La competizione è una forma più naturale dell’energia maschile, basti pensare alla lotta che gli spermatozoi fanno per conquistare la fecondazione dell’ovulo. È un comportamento necessario anch’esso alla creazione, come spinta alla perpetuazione della specie e, in forma più “evoluta”, come individuazione per esprimere se stessi e fare coscienza. Come tutte le “forze” però, anche questa ha bisogno di forgiarsi sotto l’egemonia di un io compassionevole e consapevole dell’esistenza e del valore di ogni forma di vita. Rispetto, di sé e degli altri. Amore per la diversità, apertura verso la conoscenza della comune radice.
Competizione, invidia, gelosia, puntano a un comune significato: il sentimento di carenza del proprio valore e il mancato riconoscimento di se stessi e del senso della propria vita.

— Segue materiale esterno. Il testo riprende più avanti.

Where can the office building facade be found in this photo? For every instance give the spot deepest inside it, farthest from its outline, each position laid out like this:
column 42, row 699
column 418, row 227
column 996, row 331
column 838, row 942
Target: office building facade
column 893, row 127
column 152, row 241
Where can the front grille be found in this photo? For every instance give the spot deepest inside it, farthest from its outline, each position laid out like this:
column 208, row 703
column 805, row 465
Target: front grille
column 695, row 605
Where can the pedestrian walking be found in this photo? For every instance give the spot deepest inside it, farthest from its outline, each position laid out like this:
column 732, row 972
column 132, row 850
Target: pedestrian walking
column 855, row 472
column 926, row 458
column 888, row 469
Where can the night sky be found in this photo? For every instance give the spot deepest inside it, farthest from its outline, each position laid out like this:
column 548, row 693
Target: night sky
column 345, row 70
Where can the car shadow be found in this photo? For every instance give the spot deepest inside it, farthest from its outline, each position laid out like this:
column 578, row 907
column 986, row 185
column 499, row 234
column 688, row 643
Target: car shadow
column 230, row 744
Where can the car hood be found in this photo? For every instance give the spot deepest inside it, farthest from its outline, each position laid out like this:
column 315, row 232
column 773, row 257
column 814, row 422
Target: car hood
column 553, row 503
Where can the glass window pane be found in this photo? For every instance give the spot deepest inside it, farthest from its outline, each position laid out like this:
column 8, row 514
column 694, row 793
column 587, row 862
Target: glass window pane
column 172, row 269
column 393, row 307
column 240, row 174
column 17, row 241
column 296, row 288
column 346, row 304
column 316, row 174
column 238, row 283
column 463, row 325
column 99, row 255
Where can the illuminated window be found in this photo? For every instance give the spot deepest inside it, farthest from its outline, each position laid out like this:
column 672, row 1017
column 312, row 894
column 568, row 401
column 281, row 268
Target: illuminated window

Su quello che mi scrive, mi viene in mente un episodio personale. Ormai molti anni fa, ero sposata e avevo una carissima amica, sposata anche lei. I nostri figli frequentavano la stessa scuola materna, condividevamo le gite e le festicciole, ci confidavamo e ci appoggiavamo. A un certo punto, decisi di separarmi da mio marito. La mia amica ebbe con me un capovolgimento di atteggiamento, arrivando a dirmi che “quelle come me erano coloro che poi andavano a rubare il marito alle altre”. Soffrii per questo. Sapevo, essendo sua intima, che il suo matrimonio non andava affatto bene, e mai le avevo raccontato delle accennate avance che suo marito mi aveva rivolto. Riflettendo sulla chiusura di questa amicizia, mi sono resa conto che quando qualcuno, ad esempio, ci mostra la capacità di porre fine a qualcosa e ha il coraggio di affrontarne le conseguenze, può metterci impietosamente dinanzi alla nostra ombra. Abbiamo paura, faremmo bene a guardarla e ascoltarne la storia. Dovremmo partire da qui e farci aiutare, per incontrare le nostre parti bloccate ed evolvere verso la libertà di scelta.